The above “Reform” is surely a treasure, and the workers who have received wage cuts and those who will be thrown out by the economy programme agreed to by the Labour Cabinet, backed by the Herald, will know what to do with their surplus cash !

As we are preparing this issue for the press, we see that Mr. Henderson offered no opposition to the passage of the Gold Standard Bill and that there is a prospect of the Labour Party joining the National Government—possibly their hearts are aching for the lost prestige and positions,

However, to return to the Gold Standard. According to the Daily Express on Monday, September 21st,

“Nothing more heartening has happened for years.
(…)
The fact remains that at last we are rid of the gold standard—rid of it for good and all.
(…)
It is the end of the gold standard and the beginning oi real recovery.”

The Evening Standard for the same day echoes these sentiments :—

“We are now free of the yoke of France and America. We are not tied to an illusory symbol of wealth ; we stand firmly in the fundamental strength of our position as a great trading and manufacturing nation. And we look confidently to the future.
For what does this mean ? It means a decline in imports and a corresponding boom in the great exporting trades, such as cotton and iron and steel.”
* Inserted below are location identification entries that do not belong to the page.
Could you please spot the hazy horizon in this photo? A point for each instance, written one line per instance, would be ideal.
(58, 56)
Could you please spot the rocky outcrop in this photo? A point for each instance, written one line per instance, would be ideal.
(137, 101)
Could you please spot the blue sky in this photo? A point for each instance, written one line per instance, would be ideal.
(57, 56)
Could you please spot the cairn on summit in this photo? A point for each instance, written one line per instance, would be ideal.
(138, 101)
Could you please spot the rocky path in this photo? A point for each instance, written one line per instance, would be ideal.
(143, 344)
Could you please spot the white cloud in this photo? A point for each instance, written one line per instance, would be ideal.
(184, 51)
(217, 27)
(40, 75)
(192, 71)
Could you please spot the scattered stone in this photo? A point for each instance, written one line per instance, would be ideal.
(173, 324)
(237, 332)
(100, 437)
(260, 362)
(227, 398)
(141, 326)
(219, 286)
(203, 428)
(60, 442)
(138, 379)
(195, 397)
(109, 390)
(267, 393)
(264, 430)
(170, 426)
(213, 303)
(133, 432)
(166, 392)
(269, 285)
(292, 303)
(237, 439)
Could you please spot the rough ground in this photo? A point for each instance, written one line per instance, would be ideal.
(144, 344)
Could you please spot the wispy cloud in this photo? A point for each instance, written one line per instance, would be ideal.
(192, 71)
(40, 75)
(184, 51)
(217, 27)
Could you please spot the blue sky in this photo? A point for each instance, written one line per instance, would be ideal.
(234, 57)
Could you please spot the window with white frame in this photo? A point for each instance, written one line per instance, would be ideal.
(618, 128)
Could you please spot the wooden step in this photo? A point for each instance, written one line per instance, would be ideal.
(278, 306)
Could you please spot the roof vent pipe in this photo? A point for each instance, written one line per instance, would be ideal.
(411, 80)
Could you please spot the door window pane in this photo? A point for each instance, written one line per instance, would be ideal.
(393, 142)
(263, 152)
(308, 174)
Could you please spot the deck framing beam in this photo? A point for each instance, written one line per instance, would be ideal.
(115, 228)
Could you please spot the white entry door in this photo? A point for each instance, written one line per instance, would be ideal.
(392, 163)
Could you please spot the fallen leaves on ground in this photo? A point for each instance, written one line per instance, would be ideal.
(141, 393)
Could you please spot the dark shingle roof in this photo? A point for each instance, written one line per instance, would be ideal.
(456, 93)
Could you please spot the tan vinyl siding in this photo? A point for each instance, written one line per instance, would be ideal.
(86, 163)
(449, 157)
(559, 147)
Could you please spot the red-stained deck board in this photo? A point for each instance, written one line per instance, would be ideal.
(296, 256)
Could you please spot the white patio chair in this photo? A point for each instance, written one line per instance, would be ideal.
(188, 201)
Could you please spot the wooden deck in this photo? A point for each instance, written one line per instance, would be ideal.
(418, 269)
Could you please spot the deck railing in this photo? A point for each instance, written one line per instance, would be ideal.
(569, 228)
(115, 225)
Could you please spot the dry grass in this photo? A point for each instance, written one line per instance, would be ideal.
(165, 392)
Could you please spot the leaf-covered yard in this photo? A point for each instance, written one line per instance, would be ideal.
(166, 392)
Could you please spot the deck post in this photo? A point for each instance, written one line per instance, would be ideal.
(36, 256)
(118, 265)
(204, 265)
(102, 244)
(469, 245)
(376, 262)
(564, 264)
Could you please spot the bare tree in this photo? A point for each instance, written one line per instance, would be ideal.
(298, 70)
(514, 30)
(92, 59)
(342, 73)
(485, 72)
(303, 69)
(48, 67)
When the workers commence to pay higher prices for food with lower wages, they will not share this view. For, like other attempted solutions for economic troubles, it is a move in favour of a section of the capitalists, leaving the workers where they were before—in a condition that is steadily worsening. Taking the situation at its best, according to the advocates of abandoning the Gold Standard, the increase in exports will be offset by an increase in the prices of imports and home products, thus leaving matters where they were, but re-shuffling the positions of commercial concerns.

It will be remembered by those who read it, that the Macmillan Report on Finance and Industry recommended raising prices approximately to the 1928 level as an alternative to the lowering of wages. Mr. Bevin, a member of the Committee, agreed with this policy.

The illusion that lack of gold has anything to do with the main problems is easily dispelled. America has nearly a thousand million pounds in gold in its reserves and is the great creditor nation, Yet America has been, and still is, suffering severly from economic crises, and has an unemployed army in the neighbourhood of ten millions. France has a gold reserve of nearly five hundred millions, a regular revenue, in gold or gold marks of 50 millions from Germany, and a flourishing export trade. Yet France is already in the midst of a crisis and has an unemployed army well over a million, and the numbers are rapidly growing.

These facts prove that a gold reserve is no guarantee of internal harmony or increasing employment for workers ; and that, with or without a gold reserve, on or off the Gold Standard, the workers are, in the long run, no better off.